Early reviews in the theatre-full of little kids I saw "The Last Airbender" with were enthusiastic: whoops and wows scattered throughout and a chorus of cheers at the end. The movie is filled with heroic feats, high-kicking martial arts, and elaborate digital imagery, and this is the audience it's aimed at (along with — the filmmakers hope — an elder demographic that will be drawn in, too).

Those unfamiliar with "Avatar: The Last Airbender," the animated series that ran on Nickelodeon from 2005 to 2008, may find themselves straining to track the movie version's live action. The fantasy world of the film is divided into four tribal nations, each devoted to one of the four elements: Earth, Air, Fire and Water. In each of these tribes there are specialized citizens called "benders," who can manipulate the national element at will.

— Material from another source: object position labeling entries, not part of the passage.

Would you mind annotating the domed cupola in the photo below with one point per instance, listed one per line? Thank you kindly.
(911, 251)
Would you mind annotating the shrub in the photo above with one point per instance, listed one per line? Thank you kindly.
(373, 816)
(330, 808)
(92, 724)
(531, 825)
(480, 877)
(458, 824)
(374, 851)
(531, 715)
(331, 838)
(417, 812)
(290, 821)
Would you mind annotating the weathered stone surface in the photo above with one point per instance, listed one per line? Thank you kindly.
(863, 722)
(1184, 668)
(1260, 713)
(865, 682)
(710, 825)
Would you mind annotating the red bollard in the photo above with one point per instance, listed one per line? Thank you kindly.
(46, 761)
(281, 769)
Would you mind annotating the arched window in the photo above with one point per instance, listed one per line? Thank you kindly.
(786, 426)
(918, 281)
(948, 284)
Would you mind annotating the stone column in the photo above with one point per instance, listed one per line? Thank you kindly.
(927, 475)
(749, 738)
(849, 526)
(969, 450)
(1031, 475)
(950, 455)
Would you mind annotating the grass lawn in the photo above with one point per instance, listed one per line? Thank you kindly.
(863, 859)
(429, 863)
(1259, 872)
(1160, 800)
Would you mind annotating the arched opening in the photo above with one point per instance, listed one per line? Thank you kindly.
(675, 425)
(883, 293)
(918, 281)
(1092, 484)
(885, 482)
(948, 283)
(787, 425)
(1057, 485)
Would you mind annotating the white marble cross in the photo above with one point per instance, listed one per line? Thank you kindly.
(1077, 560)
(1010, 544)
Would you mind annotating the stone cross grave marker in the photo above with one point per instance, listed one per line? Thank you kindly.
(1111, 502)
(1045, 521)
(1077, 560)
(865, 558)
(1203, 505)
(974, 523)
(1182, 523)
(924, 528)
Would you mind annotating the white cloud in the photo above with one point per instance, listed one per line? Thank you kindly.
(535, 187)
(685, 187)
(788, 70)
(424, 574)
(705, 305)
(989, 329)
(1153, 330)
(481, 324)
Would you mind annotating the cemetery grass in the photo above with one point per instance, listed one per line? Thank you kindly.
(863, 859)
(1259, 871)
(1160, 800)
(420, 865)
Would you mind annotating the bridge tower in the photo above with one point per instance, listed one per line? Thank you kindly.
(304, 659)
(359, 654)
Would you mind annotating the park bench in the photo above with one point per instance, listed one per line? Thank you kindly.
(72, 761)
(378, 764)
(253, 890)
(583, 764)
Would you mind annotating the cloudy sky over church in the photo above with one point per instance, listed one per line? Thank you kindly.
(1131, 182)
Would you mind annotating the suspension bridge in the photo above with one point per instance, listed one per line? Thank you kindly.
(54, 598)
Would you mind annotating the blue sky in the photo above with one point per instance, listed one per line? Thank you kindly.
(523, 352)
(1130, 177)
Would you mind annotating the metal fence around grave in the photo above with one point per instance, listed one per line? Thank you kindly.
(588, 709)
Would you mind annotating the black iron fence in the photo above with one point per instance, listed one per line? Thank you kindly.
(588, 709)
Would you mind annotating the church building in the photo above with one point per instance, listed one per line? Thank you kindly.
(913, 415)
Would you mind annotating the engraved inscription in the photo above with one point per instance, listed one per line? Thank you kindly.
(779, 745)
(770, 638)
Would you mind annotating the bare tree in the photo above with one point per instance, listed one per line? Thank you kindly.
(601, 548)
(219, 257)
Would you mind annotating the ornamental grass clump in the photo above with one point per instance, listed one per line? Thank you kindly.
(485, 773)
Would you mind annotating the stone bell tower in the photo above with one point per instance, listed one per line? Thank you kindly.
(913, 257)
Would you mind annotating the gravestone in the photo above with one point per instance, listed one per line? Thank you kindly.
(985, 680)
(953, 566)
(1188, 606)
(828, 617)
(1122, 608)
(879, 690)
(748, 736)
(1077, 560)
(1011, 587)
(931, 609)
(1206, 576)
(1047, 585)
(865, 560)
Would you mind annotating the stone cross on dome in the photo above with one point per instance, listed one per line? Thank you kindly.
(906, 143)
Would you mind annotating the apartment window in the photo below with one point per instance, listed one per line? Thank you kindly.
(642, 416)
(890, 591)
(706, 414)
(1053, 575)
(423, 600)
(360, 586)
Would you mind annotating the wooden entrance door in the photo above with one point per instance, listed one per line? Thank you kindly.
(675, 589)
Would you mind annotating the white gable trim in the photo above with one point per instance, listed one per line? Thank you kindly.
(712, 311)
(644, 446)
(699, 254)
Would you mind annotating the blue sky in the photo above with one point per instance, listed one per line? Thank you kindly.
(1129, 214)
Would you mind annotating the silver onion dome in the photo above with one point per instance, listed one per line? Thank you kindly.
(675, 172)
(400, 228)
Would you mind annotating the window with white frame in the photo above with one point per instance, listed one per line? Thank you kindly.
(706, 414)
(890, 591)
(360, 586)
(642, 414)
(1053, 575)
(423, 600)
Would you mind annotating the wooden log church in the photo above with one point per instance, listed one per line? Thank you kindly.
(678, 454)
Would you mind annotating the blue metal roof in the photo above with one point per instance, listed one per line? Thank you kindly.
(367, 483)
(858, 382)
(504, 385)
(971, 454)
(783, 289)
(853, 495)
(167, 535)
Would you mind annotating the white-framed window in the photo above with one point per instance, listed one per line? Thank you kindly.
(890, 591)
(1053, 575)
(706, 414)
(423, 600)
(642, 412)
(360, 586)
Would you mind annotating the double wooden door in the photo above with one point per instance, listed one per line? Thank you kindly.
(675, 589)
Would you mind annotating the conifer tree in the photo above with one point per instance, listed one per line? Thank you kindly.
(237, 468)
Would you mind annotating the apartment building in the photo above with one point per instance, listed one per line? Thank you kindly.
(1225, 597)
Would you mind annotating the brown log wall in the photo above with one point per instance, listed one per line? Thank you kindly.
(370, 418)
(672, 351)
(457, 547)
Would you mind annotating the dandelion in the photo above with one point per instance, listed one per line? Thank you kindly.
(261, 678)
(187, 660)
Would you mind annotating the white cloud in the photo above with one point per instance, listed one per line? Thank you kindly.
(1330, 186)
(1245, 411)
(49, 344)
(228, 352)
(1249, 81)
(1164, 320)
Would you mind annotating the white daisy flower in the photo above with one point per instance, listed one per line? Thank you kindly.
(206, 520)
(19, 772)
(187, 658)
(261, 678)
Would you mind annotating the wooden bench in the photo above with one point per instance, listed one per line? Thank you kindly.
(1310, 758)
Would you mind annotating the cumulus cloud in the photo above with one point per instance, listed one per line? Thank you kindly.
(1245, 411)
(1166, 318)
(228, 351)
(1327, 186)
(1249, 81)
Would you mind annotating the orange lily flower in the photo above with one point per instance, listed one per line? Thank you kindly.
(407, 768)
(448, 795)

And somewhere there's an Avatar — a spiritual figure, reborn throughout time — who can control all four elements and generally keep the peace among the nations.

But the last Avatar disappeared a hundred years ago, allowing the Fire Nation, led by the glowering Lord Ozai (Cliff Curtis), to embark on a campaign of world conquest. Ozai's black-armored troops have already exterminated the benders of the Air Nation — all but one. Now the Fire Lord has dispatched his son, Prince Zuko (Dev Patel), to find that elusive individual: the last airbender. This turns out to be a 12-year-old boy in a purple cloak and a dusting of runic tattoos. His name is Aang (Noah Ringer), and he's discovered on an ice floe one day by a waterbender named Katara (Nicola Peltz) and her brother Sokka (Jackson Rathbone). We soon learn that Aang is not only the last airbender, he's also the long-sought Avatar. Where has he been for the last century? "I ran away from home," he says.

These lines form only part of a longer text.